Wet and Mild Winter

Wet and Mild Winter

There’s been minimal need for rock salt and snow shovels this winter in Ohio. With temperatures hovering in the 40s — and even rocketing to 70 degrees in Columbus this month — the season is one of the most mild and wet in recent memory.

While most Ohioans cheer not having to scrape ice off their cars or shovel snow-covered sidewalks, it’s a different story for the state’s farmers, who could experience a variety of weather-related challenges.

For example, according to The Ohio State University Extension, perennial fruit crops survive cold winter temperatures by experiencing a hardening-off process in the fall that leads to dormancy. A period of cold temperatures, called the “chilling requirement,” is necessary for proper fruit-bud development and a productive bloom during the growing season. The chilling requirement is different for each fruit species and variants within the species.

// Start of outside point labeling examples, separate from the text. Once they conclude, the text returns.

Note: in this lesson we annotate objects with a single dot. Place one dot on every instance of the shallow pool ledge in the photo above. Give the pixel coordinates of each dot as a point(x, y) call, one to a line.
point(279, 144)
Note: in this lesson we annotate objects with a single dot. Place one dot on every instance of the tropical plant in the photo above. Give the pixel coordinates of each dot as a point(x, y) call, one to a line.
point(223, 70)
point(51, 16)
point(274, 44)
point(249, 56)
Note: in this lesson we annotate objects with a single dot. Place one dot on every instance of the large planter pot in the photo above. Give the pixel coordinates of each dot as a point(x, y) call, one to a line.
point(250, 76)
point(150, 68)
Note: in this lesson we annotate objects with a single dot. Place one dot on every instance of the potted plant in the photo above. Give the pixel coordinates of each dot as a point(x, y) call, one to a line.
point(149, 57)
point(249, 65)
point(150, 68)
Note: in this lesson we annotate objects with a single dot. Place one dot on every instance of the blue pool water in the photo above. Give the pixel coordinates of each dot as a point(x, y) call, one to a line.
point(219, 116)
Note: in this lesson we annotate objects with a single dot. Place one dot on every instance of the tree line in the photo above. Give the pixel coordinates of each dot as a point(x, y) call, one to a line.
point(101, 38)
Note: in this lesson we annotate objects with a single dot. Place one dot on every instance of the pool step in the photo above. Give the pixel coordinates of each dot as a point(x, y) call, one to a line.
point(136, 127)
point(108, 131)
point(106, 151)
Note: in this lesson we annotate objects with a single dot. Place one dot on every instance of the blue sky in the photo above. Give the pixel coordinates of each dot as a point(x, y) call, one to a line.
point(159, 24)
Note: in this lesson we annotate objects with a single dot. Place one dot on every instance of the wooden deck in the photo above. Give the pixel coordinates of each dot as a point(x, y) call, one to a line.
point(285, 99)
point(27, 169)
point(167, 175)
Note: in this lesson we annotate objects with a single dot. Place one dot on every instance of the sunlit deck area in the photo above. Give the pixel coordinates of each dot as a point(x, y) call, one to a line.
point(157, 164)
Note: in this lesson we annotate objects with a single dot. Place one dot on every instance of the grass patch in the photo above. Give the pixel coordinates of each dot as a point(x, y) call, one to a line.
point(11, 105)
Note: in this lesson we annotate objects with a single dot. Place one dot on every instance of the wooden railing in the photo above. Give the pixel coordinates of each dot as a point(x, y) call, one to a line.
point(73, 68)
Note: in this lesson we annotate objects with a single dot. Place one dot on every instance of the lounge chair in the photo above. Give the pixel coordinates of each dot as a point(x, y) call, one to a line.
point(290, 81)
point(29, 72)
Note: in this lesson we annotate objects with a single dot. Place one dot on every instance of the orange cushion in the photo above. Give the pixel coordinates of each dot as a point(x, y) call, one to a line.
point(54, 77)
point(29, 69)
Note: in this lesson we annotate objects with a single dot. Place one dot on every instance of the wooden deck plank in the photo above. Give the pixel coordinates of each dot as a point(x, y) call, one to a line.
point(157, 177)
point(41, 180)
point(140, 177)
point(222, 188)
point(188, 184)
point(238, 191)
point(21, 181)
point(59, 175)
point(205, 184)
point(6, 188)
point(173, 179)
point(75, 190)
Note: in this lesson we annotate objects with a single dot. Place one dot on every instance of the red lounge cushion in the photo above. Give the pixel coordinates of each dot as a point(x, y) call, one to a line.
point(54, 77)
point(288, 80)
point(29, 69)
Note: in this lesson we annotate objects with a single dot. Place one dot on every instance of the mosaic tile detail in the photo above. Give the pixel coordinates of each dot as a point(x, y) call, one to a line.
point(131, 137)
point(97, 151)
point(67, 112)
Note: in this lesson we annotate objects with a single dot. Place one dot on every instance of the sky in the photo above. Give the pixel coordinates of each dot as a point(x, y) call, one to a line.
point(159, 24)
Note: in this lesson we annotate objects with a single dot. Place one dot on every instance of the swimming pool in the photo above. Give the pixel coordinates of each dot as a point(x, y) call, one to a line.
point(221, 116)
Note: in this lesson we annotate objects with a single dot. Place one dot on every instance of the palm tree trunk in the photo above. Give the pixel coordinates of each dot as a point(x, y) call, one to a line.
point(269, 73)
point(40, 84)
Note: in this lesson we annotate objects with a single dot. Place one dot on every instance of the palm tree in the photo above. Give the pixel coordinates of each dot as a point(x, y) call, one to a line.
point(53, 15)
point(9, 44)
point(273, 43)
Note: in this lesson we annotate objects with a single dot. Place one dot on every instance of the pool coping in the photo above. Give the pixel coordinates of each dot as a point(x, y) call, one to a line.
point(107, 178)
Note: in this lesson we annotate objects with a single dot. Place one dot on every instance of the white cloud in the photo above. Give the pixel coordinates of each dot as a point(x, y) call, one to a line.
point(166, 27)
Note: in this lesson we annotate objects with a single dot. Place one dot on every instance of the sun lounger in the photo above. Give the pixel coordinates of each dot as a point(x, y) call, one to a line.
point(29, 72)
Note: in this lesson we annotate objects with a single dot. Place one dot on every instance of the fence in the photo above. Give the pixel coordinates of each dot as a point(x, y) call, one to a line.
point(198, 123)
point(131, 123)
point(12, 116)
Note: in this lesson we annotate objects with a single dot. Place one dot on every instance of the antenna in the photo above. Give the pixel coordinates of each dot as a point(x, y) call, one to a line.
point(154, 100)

It remains to be seen how this winter’s milder temps will impact the state’s fruit crops.

“It’s too soon to tell if there will be an affect or not on apples and peaches,” said Bill Dodd, president of the Ohio Fruit Growers Marketing Association in a recent Bucyrus Telegraph article. “It looks like the weather is expected to get back to ‘normal’ and if that happens, that’s a good thing. There’s no damage yet and the critical time is yet to come.”

The state’s wheat farmers are also being challenged by Mother Nature. There’s concern that 25 percent of the wheat crop might be damaged because of standing water in fields.

“Farmers make repairs via tillage,” said Steve Prochaska from the OSU Extension in the same Telegraph article. “They’ve not been able to do that. It is a major topic this winter as to what they are going to do this spring and to till mud is not an option.”

The situation is also causing concern among Ohio’s maple-syrup producers, who rely on above-freezing temps during the day and freezing temps at night to optimize sap production.

“Last year, we had perfect weather and a perfect season,” said Doug Fitch, a maple-syrup producer in Milton Township, in the Ashland Times-Gazette. “We could get bigger runs earlier if it gets cold, but we’re not getting those clear, frosty nights.”